The City claims that it’s tried to keep the water flowing through much of the urban area, but has run out of its share of the river flows (see SJV Water News, September 11, 2024).  The City is not the only water right holder, but it does manage the river through the reaches between the First and Second Points of Measure, including several weirs that divert water for both the City and for water districts including Kern Delta, North Kern, Buena Vista Water Storage District and the Kern County Water Agency. “The City Attorney’s office and City Council have been doing everything in our power to keep water in the river and, at the same time, make sure we don’t get sued for violating our contracts,” City Attorney Ginny Gennaro stated at a recent City Council meeting.

Map of the Kern River through the reaches managed by the City of Bakersfield. From “Kern River Flow and Municipal Water Program - Recirculated Draft Environmental Impact Report.” City of Bakersfield, August 2016.

The Kern River, when the City allows it, flows through the heart of Bakersfield.  During the big winter of 2023, the flow of the river couldn’t be controlled by Lake Isabella and the Kern re-established itself all the way to the California Aquaduct on the west side of the Valley. Historically, the Kern flowed into multiple lakes, Kern Lake, Buena Vista Lake, Goose Lake, and Tulare Lake or Pa’ashi. Most current residents in Bakersfield and the Southern San Joaquin Valley don’t realize that the Kern was once a healthy river that supplied these ecologically and culturally important lakes and marshes.

“Still, until Pa’ashi made its return this year, many people across the valley didn’t even know about it or its fellows: Buena Vista Lake, Goose Lake, and Kern Lake. Why this insistence on forgetting the lake and its power, its implacable ability to return? I believe it is an example of what Indigenous and anti-colonial scholars have called ‘colonial unknowing’” (from Underhill 2023 citing Vimalassery et al, 2016 definition of ‘colonial unknowing”).

People in the city can see full canals behind fences that are even now filled from the Kern River water.  Most of the larger canals historically were natural channels that diverged from the river as sands and sediments formed the Kern River Delta and the river split into multiple channels.  ..[GB1] 

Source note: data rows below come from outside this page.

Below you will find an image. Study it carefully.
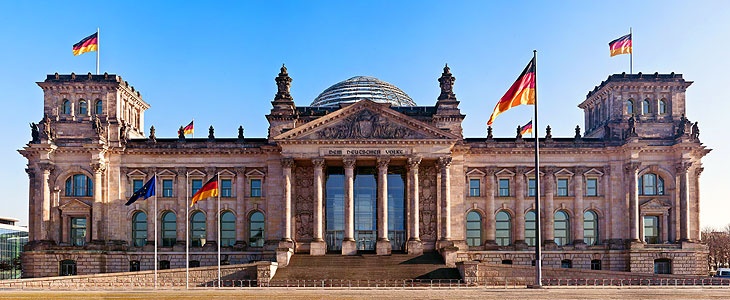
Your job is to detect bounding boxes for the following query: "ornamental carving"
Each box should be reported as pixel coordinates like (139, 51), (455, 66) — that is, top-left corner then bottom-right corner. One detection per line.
(318, 109), (426, 139)
(418, 166), (438, 241)
(294, 166), (314, 241)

“Year after year 'the sandy material eroded by the river from its mountain watershed has been deposited in San Joaquin Valley below the point at which the river emerges upon the plain.  New channels have been constantly forming while old ones were being obliterated, and the delta region thus built up extends 20 to 25 miles toward the south and west, terminating in a great semicircle formed by Kern and Buena Vista lakes and the upper portion of Buena Vista Swamp.  The central portion of this delta is generally referred to as Kern Island. The flow of water in many of the delta channels is now under control, and they are classed as canals.” (Grunsky, 1898)

These sloughs and marshy channels were stripped of their ecological values and became the canals of those that straightened them and removed all the vegetation.  So even though these canals receive more regular flows then the lower Kern River, they are not available for either people to recreate or for nature to provide any ecological services to fish and wildlife.

Early Kern River Delta Map from Grunsky 1898.

This summer’s dewatering of the Kern River, and the resulting fish kill, is a tragedy, and a violation of California’s public trust and fish protection laws. Friends of the River and the plaintiff coalition is  working through the time consuming litigation process to prevent this from happening again and instead ensure that the Kern River once again becomes the “Heart of Bakersfield” with year-round flows and a healthy ecosystem – a living river that people can enjoy.  In the meantime, all of us involved in the effort will continue to document the results of the City’s mismanagement and continue our efforts to show some love for the heart of Bakersfield.